Data Annotation for Chinese Language

It is no secret that in our ever-growing industry the need for automation, AI and modern technologies is a thing that pulls us forward. At the same time these might not work well, if not used expertly. We got to the point where machine translation has been growing and growing and along with it the need for data annotation has become a niche service, which might tempt most companies to give it a try.
So far in the past few years AI has been implemented with great success to many languages but was found to be lacking in others, especially when it comes to Asian languages.
However, the truth is that smart technologies and science always find a way and the new technologies and modern approaches are doing wonders to machine translation and its quality.

For this article we’ve chosen to talk about the hot topic of data annotation for Chinese language from the point of view of a company that was involved in new technologies back in the days when the first corpora for Asian languages were built.

What is data annotation?

Data annotation is exactly what it sounds like: the process of identifying and labeling information, so it can be later used for AI purposes. When it comes to languages, it is the process of “categorizing” and tagging the different parts of a language in order to have it later used in practice. There are various kinds of annotation when it comes to language: POS (part-of-speech), phonetic, semantic or stylish annotation, etc. (these are not all of course)

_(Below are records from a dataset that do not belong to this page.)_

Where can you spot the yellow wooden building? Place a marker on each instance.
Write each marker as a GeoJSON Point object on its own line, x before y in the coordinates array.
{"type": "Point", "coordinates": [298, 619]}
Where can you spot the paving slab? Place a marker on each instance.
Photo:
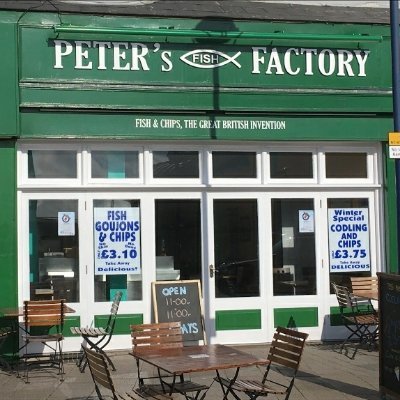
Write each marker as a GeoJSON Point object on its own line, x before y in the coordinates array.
{"type": "Point", "coordinates": [325, 374]}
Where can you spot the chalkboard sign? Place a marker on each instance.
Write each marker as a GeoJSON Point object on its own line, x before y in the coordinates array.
{"type": "Point", "coordinates": [175, 301]}
{"type": "Point", "coordinates": [389, 334]}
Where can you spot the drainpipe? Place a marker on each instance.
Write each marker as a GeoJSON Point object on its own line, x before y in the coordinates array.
{"type": "Point", "coordinates": [394, 26]}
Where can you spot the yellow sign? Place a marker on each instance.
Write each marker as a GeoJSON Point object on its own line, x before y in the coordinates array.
{"type": "Point", "coordinates": [394, 138]}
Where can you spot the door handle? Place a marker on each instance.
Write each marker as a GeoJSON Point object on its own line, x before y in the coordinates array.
{"type": "Point", "coordinates": [212, 270]}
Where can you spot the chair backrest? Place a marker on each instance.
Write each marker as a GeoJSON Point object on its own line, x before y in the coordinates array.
{"type": "Point", "coordinates": [364, 283]}
{"type": "Point", "coordinates": [287, 348]}
{"type": "Point", "coordinates": [113, 313]}
{"type": "Point", "coordinates": [161, 335]}
{"type": "Point", "coordinates": [99, 371]}
{"type": "Point", "coordinates": [44, 313]}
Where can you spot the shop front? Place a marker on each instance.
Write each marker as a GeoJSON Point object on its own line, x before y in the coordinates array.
{"type": "Point", "coordinates": [249, 155]}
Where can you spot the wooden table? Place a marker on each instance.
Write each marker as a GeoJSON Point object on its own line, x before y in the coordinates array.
{"type": "Point", "coordinates": [179, 361]}
{"type": "Point", "coordinates": [13, 313]}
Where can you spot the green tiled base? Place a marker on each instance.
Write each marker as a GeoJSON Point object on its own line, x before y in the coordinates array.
{"type": "Point", "coordinates": [122, 323]}
{"type": "Point", "coordinates": [296, 317]}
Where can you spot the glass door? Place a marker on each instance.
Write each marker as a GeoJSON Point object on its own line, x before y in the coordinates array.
{"type": "Point", "coordinates": [54, 271]}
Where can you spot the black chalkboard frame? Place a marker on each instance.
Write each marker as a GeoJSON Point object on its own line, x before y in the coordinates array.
{"type": "Point", "coordinates": [387, 284]}
{"type": "Point", "coordinates": [198, 304]}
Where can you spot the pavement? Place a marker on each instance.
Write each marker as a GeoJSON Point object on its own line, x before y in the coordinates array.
{"type": "Point", "coordinates": [325, 374]}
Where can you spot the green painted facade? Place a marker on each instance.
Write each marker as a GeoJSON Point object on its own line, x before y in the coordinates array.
{"type": "Point", "coordinates": [296, 317]}
{"type": "Point", "coordinates": [140, 79]}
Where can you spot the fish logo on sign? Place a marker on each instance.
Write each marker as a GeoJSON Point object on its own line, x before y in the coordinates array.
{"type": "Point", "coordinates": [209, 59]}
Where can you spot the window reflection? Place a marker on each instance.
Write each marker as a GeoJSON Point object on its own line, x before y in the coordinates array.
{"type": "Point", "coordinates": [115, 164]}
{"type": "Point", "coordinates": [54, 252]}
{"type": "Point", "coordinates": [291, 165]}
{"type": "Point", "coordinates": [234, 164]}
{"type": "Point", "coordinates": [175, 164]}
{"type": "Point", "coordinates": [346, 165]}
{"type": "Point", "coordinates": [236, 248]}
{"type": "Point", "coordinates": [178, 239]}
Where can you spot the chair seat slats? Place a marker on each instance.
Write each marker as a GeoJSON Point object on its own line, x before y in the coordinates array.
{"type": "Point", "coordinates": [88, 331]}
{"type": "Point", "coordinates": [49, 314]}
{"type": "Point", "coordinates": [273, 381]}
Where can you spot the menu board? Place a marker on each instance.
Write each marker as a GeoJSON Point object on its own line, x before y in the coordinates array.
{"type": "Point", "coordinates": [389, 334]}
{"type": "Point", "coordinates": [175, 301]}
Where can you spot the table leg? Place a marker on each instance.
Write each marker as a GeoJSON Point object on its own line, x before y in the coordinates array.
{"type": "Point", "coordinates": [228, 389]}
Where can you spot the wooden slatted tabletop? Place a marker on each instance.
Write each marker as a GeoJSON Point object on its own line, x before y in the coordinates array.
{"type": "Point", "coordinates": [189, 359]}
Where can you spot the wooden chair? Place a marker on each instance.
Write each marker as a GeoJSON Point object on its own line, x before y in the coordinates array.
{"type": "Point", "coordinates": [286, 351]}
{"type": "Point", "coordinates": [98, 337]}
{"type": "Point", "coordinates": [5, 333]}
{"type": "Point", "coordinates": [40, 317]}
{"type": "Point", "coordinates": [102, 378]}
{"type": "Point", "coordinates": [363, 283]}
{"type": "Point", "coordinates": [358, 317]}
{"type": "Point", "coordinates": [163, 335]}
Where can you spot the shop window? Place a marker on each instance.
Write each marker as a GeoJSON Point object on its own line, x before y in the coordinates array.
{"type": "Point", "coordinates": [107, 284]}
{"type": "Point", "coordinates": [175, 164]}
{"type": "Point", "coordinates": [234, 164]}
{"type": "Point", "coordinates": [54, 250]}
{"type": "Point", "coordinates": [293, 247]}
{"type": "Point", "coordinates": [346, 165]}
{"type": "Point", "coordinates": [178, 239]}
{"type": "Point", "coordinates": [115, 164]}
{"type": "Point", "coordinates": [284, 165]}
{"type": "Point", "coordinates": [52, 164]}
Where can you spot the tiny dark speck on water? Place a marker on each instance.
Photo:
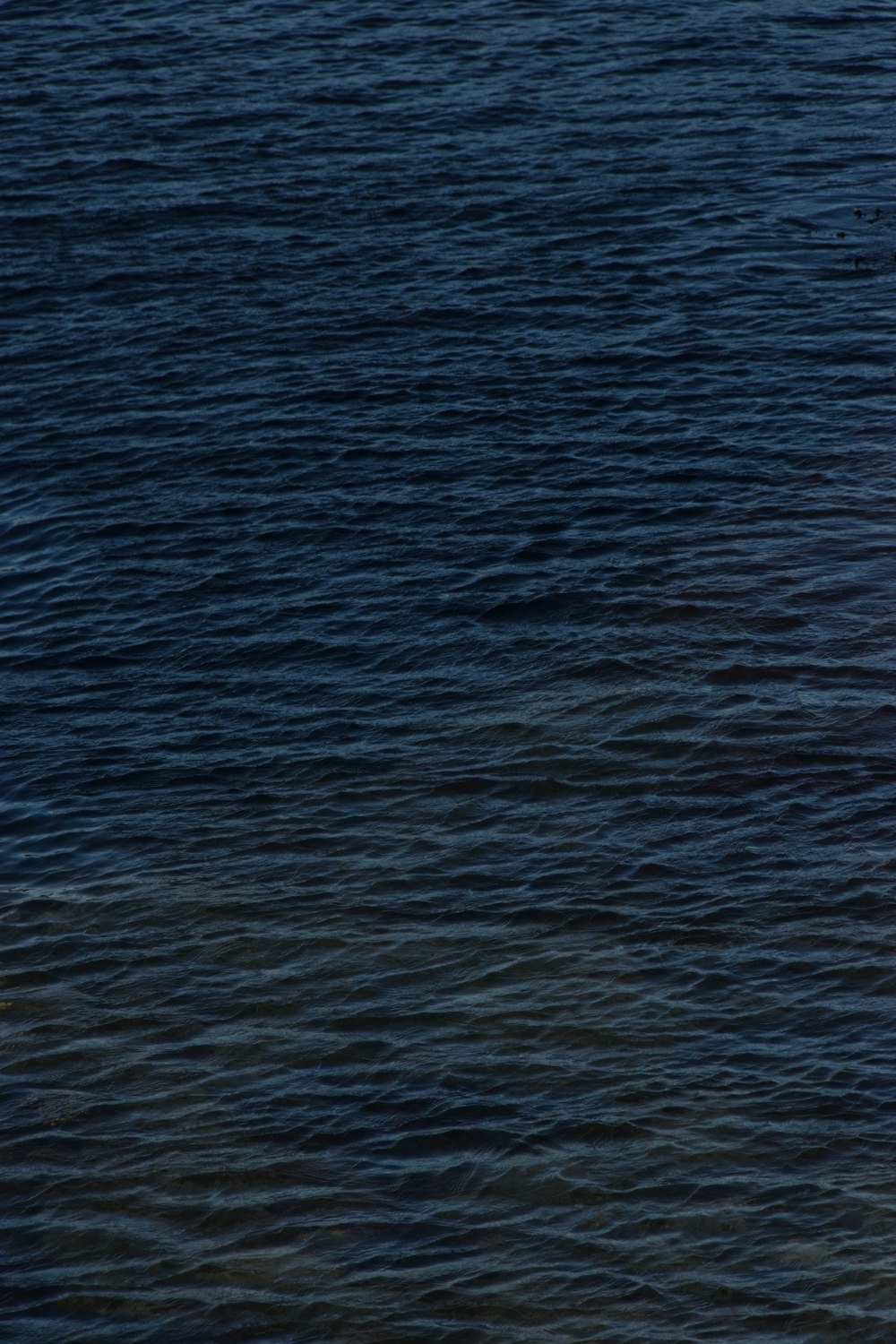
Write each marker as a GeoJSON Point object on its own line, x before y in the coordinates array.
{"type": "Point", "coordinates": [449, 661]}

What does it have to do with language?

If you noticed the types of annotation described above you already know the answer. Data annotation is done by people, and who better know the intricacies of a language than a translator or an experienced linguist. And here come the LSPs as a natural partner for providing the service.

Now add the Chinese language, its two writing systems, the hundreds of dialects and the fact that it is a tonal language.

There are numerous cases when the annotators have to decide on the meaning of a character based on their linguistic knowledge, so a sentence is annotated correctly while building the corpora of a Chinese language processing tool. Due to this a very significant knowledge of the language itself especially in syntax is needed. Understanding the language, its sentence structure and punctuation is a key factor in creating a quality database.

Chinese language has no spaces between words and phrases, so it is hard to do word segmentation. It is also difficult to deal with words that can be different parts of speech but at the same time they don’t change.
One more challenge is the fact that Chinese uses tones and honorifics, which are very difficult to assess via an algorithm.

Where are we heading to?

There is a long road ahead until a human quality translation in Chinese language can be achieved. At 1-StopAsia, we are very eager to see where new technologies are heading. With regards to Asian languages in general, so far besides the standard human translation services, we have taken the middle ground when it comes to modern technologies. Depending on the client’s needs, when machine translation is requested we can then add a post-editing step to improve the final result.